Total Number documents in Corpus
is simply the amount of documents you have in your corpus. So if you have 20 documents then this value is 20
.
Number of Document matching term
is the count of in how many documents the term t
occurs. So if you have 20 documents in total and the term t
occurs in 15 of the documents then the value for Number of Documents matching term
is 15.
The value for this example would thus be IDF(t,D)=log(20/15) = 0.1249
Now if I'm correct, you have multiple categories per document and you want to able to categorize new documents with one or more of these categories. One method to do this would be to create one documents for each category. Each category-document should hold all texts which are labelled with this category. You can then perform tf*idf
on these documents.
A simple way of categorizing a new document could then be achieved by summing the term values of the query using the different term values calculated for each category. The category whose term values, used to calculate the product, result in the highest outcome will then be ranked 1st.

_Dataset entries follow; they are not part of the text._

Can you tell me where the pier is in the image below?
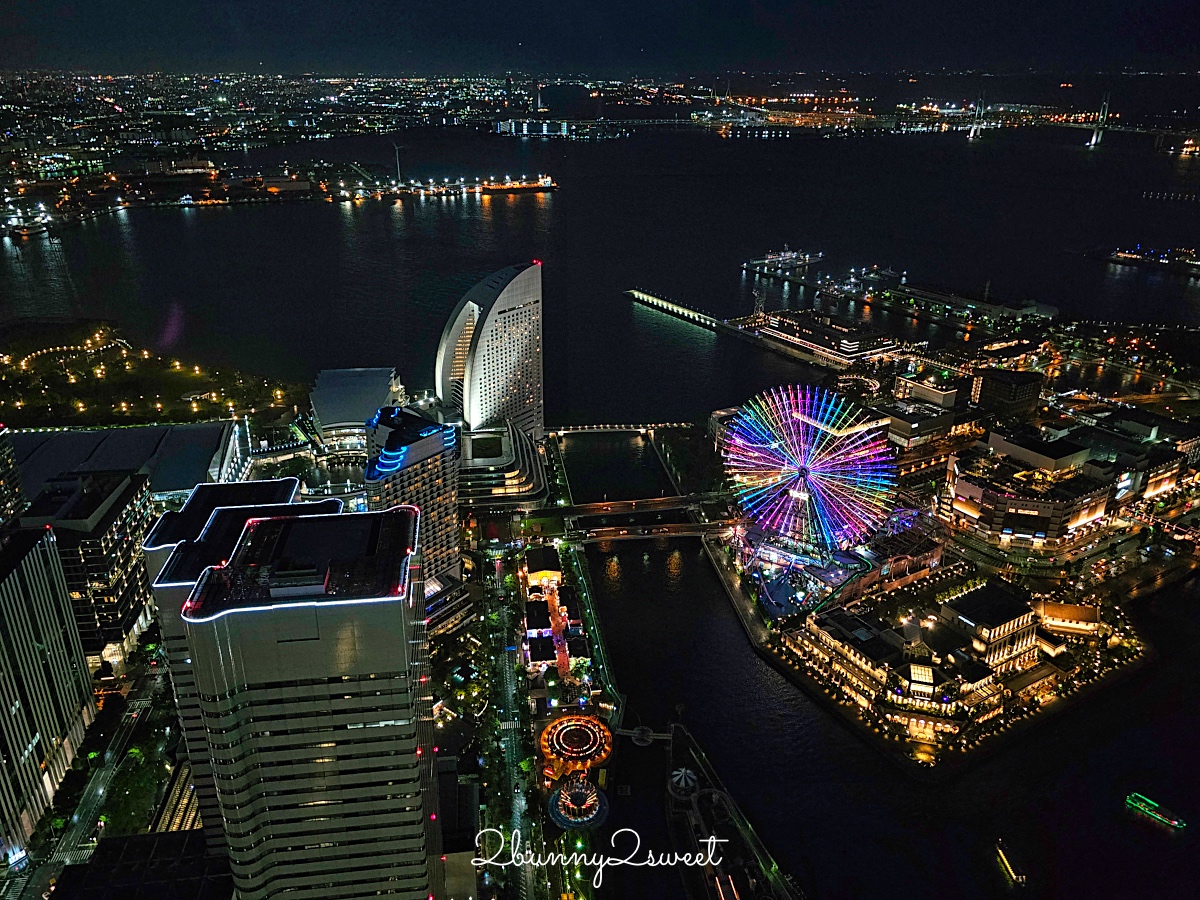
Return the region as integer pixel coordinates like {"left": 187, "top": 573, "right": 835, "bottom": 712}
{"left": 626, "top": 289, "right": 836, "bottom": 366}
{"left": 626, "top": 289, "right": 725, "bottom": 330}
{"left": 742, "top": 247, "right": 824, "bottom": 278}
{"left": 742, "top": 256, "right": 1041, "bottom": 333}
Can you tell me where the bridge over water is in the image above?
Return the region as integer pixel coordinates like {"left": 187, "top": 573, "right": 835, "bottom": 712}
{"left": 569, "top": 520, "right": 736, "bottom": 544}
{"left": 548, "top": 421, "right": 693, "bottom": 435}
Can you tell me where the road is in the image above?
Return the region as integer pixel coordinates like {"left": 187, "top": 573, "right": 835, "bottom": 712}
{"left": 557, "top": 492, "right": 724, "bottom": 518}
{"left": 16, "top": 674, "right": 160, "bottom": 900}
{"left": 484, "top": 561, "right": 536, "bottom": 899}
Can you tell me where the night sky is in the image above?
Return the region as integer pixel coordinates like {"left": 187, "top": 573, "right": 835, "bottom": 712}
{"left": 2, "top": 0, "right": 1199, "bottom": 74}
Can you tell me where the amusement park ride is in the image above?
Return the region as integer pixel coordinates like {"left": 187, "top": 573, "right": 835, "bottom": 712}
{"left": 721, "top": 384, "right": 899, "bottom": 614}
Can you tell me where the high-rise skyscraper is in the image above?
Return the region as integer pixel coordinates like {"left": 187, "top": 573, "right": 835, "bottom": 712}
{"left": 365, "top": 407, "right": 461, "bottom": 582}
{"left": 19, "top": 470, "right": 154, "bottom": 673}
{"left": 435, "top": 262, "right": 544, "bottom": 439}
{"left": 0, "top": 528, "right": 96, "bottom": 867}
{"left": 143, "top": 479, "right": 341, "bottom": 852}
{"left": 0, "top": 426, "right": 25, "bottom": 526}
{"left": 180, "top": 507, "right": 439, "bottom": 900}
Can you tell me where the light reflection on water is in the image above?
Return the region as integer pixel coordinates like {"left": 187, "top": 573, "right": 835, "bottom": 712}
{"left": 586, "top": 536, "right": 1200, "bottom": 900}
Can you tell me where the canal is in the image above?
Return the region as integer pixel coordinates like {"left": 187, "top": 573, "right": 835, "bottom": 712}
{"left": 565, "top": 445, "right": 1200, "bottom": 899}
{"left": 556, "top": 431, "right": 679, "bottom": 504}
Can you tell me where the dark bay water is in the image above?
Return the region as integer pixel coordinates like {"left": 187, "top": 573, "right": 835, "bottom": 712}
{"left": 3, "top": 127, "right": 1200, "bottom": 426}
{"left": 4, "top": 126, "right": 1200, "bottom": 898}
{"left": 563, "top": 438, "right": 1200, "bottom": 899}
{"left": 586, "top": 537, "right": 1200, "bottom": 900}
{"left": 557, "top": 432, "right": 679, "bottom": 503}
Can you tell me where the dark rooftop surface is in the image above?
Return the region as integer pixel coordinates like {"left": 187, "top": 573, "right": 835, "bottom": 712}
{"left": 310, "top": 367, "right": 397, "bottom": 430}
{"left": 525, "top": 545, "right": 561, "bottom": 575}
{"left": 528, "top": 636, "right": 556, "bottom": 662}
{"left": 182, "top": 507, "right": 417, "bottom": 620}
{"left": 526, "top": 601, "right": 552, "bottom": 632}
{"left": 157, "top": 498, "right": 344, "bottom": 587}
{"left": 1105, "top": 406, "right": 1200, "bottom": 439}
{"left": 945, "top": 581, "right": 1032, "bottom": 629}
{"left": 370, "top": 406, "right": 445, "bottom": 451}
{"left": 21, "top": 471, "right": 143, "bottom": 530}
{"left": 946, "top": 650, "right": 994, "bottom": 685}
{"left": 993, "top": 429, "right": 1087, "bottom": 462}
{"left": 980, "top": 368, "right": 1044, "bottom": 385}
{"left": 20, "top": 473, "right": 149, "bottom": 553}
{"left": 145, "top": 479, "right": 299, "bottom": 551}
{"left": 0, "top": 528, "right": 47, "bottom": 584}
{"left": 52, "top": 831, "right": 231, "bottom": 900}
{"left": 923, "top": 622, "right": 972, "bottom": 656}
{"left": 12, "top": 422, "right": 231, "bottom": 498}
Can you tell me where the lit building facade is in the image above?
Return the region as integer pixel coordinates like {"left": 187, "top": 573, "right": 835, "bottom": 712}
{"left": 142, "top": 479, "right": 340, "bottom": 852}
{"left": 970, "top": 369, "right": 1044, "bottom": 419}
{"left": 435, "top": 263, "right": 544, "bottom": 439}
{"left": 0, "top": 529, "right": 96, "bottom": 867}
{"left": 366, "top": 407, "right": 461, "bottom": 581}
{"left": 942, "top": 582, "right": 1037, "bottom": 674}
{"left": 755, "top": 310, "right": 896, "bottom": 367}
{"left": 19, "top": 471, "right": 154, "bottom": 672}
{"left": 458, "top": 421, "right": 548, "bottom": 510}
{"left": 181, "top": 508, "right": 439, "bottom": 900}
{"left": 0, "top": 427, "right": 24, "bottom": 526}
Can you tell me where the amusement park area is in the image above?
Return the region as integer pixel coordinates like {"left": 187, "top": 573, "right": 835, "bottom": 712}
{"left": 500, "top": 541, "right": 804, "bottom": 900}
{"left": 484, "top": 354, "right": 1200, "bottom": 896}
{"left": 456, "top": 269, "right": 1200, "bottom": 896}
{"left": 705, "top": 376, "right": 1194, "bottom": 770}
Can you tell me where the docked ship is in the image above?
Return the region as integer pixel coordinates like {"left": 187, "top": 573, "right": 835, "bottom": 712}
{"left": 1101, "top": 245, "right": 1200, "bottom": 274}
{"left": 1126, "top": 792, "right": 1187, "bottom": 830}
{"left": 7, "top": 220, "right": 49, "bottom": 238}
{"left": 479, "top": 175, "right": 557, "bottom": 194}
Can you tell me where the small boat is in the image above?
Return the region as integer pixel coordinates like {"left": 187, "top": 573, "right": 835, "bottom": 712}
{"left": 996, "top": 839, "right": 1027, "bottom": 887}
{"left": 1126, "top": 792, "right": 1187, "bottom": 830}
{"left": 8, "top": 222, "right": 49, "bottom": 238}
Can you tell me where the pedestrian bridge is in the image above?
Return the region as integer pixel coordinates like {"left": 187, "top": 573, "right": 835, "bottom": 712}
{"left": 548, "top": 421, "right": 692, "bottom": 435}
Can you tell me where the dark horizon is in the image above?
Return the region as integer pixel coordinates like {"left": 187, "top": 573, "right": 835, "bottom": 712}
{"left": 3, "top": 0, "right": 1199, "bottom": 77}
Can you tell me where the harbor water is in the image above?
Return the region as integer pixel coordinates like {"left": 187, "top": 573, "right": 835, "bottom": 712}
{"left": 3, "top": 127, "right": 1200, "bottom": 427}
{"left": 4, "top": 127, "right": 1200, "bottom": 897}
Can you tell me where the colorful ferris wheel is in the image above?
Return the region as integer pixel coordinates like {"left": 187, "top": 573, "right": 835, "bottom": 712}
{"left": 723, "top": 385, "right": 896, "bottom": 554}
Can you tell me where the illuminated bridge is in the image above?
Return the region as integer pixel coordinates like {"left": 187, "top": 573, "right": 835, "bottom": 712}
{"left": 558, "top": 492, "right": 727, "bottom": 518}
{"left": 568, "top": 520, "right": 736, "bottom": 544}
{"left": 548, "top": 421, "right": 692, "bottom": 435}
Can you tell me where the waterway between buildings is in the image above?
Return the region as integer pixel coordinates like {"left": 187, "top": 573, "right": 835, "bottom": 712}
{"left": 562, "top": 433, "right": 1200, "bottom": 900}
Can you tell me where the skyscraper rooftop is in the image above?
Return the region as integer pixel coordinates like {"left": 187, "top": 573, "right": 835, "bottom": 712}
{"left": 182, "top": 507, "right": 418, "bottom": 621}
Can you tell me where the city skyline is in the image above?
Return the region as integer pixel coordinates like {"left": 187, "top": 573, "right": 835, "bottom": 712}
{"left": 2, "top": 21, "right": 1200, "bottom": 898}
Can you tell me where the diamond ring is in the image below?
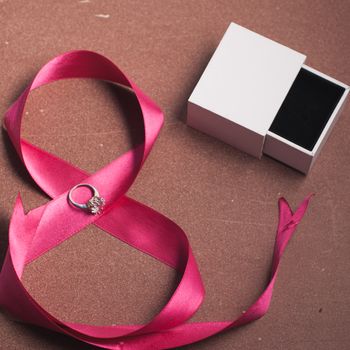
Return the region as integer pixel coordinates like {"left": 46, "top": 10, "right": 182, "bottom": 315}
{"left": 68, "top": 183, "right": 105, "bottom": 215}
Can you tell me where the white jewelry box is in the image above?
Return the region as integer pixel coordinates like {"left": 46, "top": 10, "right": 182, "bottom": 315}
{"left": 187, "top": 22, "right": 349, "bottom": 174}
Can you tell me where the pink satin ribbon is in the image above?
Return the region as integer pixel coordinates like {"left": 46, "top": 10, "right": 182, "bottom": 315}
{"left": 0, "top": 50, "right": 312, "bottom": 349}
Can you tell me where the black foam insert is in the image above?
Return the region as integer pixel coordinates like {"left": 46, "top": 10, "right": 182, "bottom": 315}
{"left": 269, "top": 67, "right": 346, "bottom": 151}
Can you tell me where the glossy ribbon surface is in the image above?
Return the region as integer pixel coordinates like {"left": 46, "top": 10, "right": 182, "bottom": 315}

Another possibility is to create a vector for the query using the idf
of each term in the query. All terms which don't occur in the query are given the value of 0
. The query-vector can then be compared for similarity to each category-vector using for example cosine similarity.
Smoothing is also a useful technique to deal with words in a query which don't occur in your corpus.
I'd suggest reading sections 6.2 and 6.3 of "Introduction to Information Retrieval" by Christopher D. Manning, Prabhakar Raghavan and Hinrich Schütze.